O contato de Bia com a cultura gaúcha começou cedo, principalmente pela convivência familiar. O pai é uma das principais referências. "Ele laça, cultiva bem a tradição", explica Natália. Não por acaso, a menina demonstra interesse em reproduzir esse universo: gosta de vestir bota, colocar bombacha e dançar músicas típicas. O "Maçanico" já faz parte do repertório. "É uma coisa dela", resume a mãe.

Amor pelo chimarrão

O gosto pelo chimarrão não é novidade na rotina de Bia. A relação com a bebida começou muito cedo, ainda antes de completar um ano de vida. "Ela tinha uns 10 meses. Com água morninha. E ela toma chimarrão porque ela gosta mesmo. Ela viu o pai e o avô dela tomando e quis experimentar", relembra Natália. A cena pode surpreender, especialmente porque o chimarrão costuma ser associado ao amargor, motivo pelo qual a própria mãe não consome a bebida, mas com Bia é diferente. "Ela gosta muito de comer a erva, molhar o dedo e botar na erva e comer", revela Natália. "É uma coisa que eu digo que já nasceu com ela".

Rotina ao ar livre

O vídeo é apenas um entre muitos compartilhados por Natália no perfil da filha. Por lá, os seguidores acompanham o dia a dia de Bia em uma casa cheia de animais. A combinação de infância no interior, contato com a natureza e traços marcantes da cultura local ajuda a explicar o sucesso, mas é a personalidade da menina que realmente chama atenção. Entre respostas afiadas, caretas sinceras e uma relação com tradições tipicamente gaúchas, Bia transforma cenas simples em momentos que viralizam. "Não é nada forçado, não é nada armado. Eu simplesmente pego o telefone e gravo a nossa rotina e viraliza", conta Natália.

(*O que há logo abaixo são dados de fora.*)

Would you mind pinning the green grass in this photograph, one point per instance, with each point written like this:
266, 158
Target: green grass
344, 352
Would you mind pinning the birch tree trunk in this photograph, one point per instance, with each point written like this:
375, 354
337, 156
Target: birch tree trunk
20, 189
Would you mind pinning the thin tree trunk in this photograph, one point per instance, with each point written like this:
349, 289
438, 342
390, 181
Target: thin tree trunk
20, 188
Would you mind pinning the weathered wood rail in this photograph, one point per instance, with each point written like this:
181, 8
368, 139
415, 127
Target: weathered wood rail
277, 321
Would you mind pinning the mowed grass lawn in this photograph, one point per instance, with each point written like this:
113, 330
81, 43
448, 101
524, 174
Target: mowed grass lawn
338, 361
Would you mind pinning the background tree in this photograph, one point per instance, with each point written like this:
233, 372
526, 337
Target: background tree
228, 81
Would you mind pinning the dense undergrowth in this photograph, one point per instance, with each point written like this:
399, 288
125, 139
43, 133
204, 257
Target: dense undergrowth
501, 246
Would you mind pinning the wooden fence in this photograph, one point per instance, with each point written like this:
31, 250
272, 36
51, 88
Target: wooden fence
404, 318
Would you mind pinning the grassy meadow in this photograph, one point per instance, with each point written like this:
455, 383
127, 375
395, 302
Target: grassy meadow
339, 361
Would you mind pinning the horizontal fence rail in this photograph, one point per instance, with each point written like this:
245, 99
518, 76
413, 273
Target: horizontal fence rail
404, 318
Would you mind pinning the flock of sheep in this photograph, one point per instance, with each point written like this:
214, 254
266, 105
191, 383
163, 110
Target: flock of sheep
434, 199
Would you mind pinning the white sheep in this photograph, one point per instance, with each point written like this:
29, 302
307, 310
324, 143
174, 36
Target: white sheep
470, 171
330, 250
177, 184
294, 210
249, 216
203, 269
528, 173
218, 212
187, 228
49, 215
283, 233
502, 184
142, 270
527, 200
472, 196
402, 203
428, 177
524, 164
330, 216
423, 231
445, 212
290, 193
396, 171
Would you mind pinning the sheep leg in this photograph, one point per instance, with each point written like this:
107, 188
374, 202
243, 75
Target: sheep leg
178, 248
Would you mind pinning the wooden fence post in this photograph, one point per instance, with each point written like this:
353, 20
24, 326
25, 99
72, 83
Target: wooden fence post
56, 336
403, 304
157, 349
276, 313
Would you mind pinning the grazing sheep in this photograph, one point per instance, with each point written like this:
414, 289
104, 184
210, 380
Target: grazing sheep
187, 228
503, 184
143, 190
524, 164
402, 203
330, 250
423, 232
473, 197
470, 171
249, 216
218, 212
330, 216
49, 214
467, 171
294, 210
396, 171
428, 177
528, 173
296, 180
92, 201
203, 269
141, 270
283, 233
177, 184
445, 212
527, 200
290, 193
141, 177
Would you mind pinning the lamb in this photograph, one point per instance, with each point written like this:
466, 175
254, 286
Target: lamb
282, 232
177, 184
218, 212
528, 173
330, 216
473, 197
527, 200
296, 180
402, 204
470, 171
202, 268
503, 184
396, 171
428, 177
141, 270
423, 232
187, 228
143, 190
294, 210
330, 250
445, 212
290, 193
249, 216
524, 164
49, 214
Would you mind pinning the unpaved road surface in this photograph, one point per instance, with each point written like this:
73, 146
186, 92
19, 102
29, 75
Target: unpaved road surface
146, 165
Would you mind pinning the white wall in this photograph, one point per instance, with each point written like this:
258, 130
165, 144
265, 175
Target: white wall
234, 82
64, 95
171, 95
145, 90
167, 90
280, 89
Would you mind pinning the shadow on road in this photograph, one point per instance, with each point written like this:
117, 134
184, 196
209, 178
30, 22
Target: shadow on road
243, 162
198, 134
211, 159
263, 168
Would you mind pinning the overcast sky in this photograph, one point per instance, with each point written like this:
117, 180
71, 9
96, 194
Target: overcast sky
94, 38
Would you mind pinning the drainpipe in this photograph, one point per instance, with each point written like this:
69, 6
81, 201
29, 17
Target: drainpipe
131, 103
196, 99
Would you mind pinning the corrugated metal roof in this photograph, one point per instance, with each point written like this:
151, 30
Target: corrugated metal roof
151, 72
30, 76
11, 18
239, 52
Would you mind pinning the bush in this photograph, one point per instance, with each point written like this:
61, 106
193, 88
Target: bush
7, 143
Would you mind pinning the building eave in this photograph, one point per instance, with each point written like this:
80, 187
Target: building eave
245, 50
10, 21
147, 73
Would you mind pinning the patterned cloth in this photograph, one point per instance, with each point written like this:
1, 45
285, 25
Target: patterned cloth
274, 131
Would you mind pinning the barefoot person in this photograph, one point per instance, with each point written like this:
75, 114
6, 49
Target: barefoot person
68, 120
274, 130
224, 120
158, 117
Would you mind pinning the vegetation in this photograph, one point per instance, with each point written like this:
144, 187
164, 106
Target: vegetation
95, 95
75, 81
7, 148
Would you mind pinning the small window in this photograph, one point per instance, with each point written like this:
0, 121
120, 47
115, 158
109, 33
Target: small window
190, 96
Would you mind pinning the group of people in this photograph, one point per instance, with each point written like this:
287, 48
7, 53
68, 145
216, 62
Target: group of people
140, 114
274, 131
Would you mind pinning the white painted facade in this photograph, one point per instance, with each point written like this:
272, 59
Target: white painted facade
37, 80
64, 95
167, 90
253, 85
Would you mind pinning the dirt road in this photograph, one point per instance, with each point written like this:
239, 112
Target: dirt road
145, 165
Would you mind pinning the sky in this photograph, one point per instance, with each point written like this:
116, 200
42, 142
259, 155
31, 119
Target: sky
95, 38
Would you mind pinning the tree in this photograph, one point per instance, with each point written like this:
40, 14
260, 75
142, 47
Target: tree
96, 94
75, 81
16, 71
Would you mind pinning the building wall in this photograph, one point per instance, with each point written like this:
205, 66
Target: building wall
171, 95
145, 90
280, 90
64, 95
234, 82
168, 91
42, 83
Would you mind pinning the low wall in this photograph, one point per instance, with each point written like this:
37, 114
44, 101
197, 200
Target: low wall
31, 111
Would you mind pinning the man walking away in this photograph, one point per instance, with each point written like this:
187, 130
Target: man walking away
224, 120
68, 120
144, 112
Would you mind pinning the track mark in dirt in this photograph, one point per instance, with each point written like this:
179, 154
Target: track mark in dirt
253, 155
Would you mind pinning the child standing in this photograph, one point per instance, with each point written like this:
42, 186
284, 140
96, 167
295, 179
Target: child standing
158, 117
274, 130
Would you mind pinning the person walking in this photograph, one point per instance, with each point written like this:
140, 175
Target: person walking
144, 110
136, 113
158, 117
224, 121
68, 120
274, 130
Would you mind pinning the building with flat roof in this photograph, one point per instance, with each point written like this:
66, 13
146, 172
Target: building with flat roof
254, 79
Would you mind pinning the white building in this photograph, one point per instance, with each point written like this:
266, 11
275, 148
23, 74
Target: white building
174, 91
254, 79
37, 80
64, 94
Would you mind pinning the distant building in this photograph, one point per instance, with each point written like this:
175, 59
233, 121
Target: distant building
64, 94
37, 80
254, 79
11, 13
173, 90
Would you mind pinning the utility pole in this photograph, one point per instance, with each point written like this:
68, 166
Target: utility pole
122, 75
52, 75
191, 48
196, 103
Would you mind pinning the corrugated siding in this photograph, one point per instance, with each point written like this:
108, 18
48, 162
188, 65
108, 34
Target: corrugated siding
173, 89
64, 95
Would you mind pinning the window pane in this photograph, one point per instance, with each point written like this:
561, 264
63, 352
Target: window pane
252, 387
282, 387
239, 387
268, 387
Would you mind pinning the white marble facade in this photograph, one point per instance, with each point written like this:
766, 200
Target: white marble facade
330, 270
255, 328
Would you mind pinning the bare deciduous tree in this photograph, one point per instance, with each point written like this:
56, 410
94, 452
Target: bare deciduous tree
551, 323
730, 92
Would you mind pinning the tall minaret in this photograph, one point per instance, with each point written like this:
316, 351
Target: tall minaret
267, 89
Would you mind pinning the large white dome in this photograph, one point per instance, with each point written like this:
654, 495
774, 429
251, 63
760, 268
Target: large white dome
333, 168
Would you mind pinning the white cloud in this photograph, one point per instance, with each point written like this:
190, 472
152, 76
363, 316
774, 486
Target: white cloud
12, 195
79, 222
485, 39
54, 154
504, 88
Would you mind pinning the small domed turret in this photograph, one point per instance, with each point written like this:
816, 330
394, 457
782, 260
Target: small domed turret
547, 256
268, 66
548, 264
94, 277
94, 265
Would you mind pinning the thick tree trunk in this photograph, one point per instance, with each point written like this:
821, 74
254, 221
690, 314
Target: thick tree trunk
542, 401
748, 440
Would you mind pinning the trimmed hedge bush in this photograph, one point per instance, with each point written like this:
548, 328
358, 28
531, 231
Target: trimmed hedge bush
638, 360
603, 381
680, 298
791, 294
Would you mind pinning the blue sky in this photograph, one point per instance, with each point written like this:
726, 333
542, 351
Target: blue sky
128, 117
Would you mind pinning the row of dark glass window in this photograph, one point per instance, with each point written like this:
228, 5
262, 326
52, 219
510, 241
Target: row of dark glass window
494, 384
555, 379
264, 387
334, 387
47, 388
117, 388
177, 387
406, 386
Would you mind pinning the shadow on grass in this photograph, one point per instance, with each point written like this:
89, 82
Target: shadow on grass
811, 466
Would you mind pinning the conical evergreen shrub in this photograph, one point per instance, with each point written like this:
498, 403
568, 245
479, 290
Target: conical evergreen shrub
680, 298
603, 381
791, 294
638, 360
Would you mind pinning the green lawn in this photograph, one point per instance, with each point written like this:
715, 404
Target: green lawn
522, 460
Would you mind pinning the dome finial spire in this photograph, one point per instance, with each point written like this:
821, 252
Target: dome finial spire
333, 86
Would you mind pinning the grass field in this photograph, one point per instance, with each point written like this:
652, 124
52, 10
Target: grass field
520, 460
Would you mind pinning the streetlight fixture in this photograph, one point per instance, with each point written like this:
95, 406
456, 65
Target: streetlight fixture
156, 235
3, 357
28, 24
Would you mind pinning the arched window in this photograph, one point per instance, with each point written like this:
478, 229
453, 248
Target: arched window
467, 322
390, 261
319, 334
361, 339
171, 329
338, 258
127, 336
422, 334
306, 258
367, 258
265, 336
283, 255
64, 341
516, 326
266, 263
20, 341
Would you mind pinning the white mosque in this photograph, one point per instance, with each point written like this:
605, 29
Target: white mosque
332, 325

A rotina de Bia é majoritariamente ao ar livre. Ficar dentro de casa não é exatamente a opção preferida. "Ela gosta de estar na rua, explorando. É uma criança curiosa", descreve a mãe. Em alguns dias, a menina passa o tempo em casa com a família, mergulhada nesse universo natural. Em outros, frequenta a escolinha. Ainda assim, é no quintal com seus melhores amigos que ela parece se sentir mais à vontade. Para a mãe, esse contato é essencial. “Os animais transmitem a questão da responsabilidade, do cuidado, do amor, da troca. Então, eu acredito que esse amor que ela tem pelos animais hoje vem da gente", diz Natália.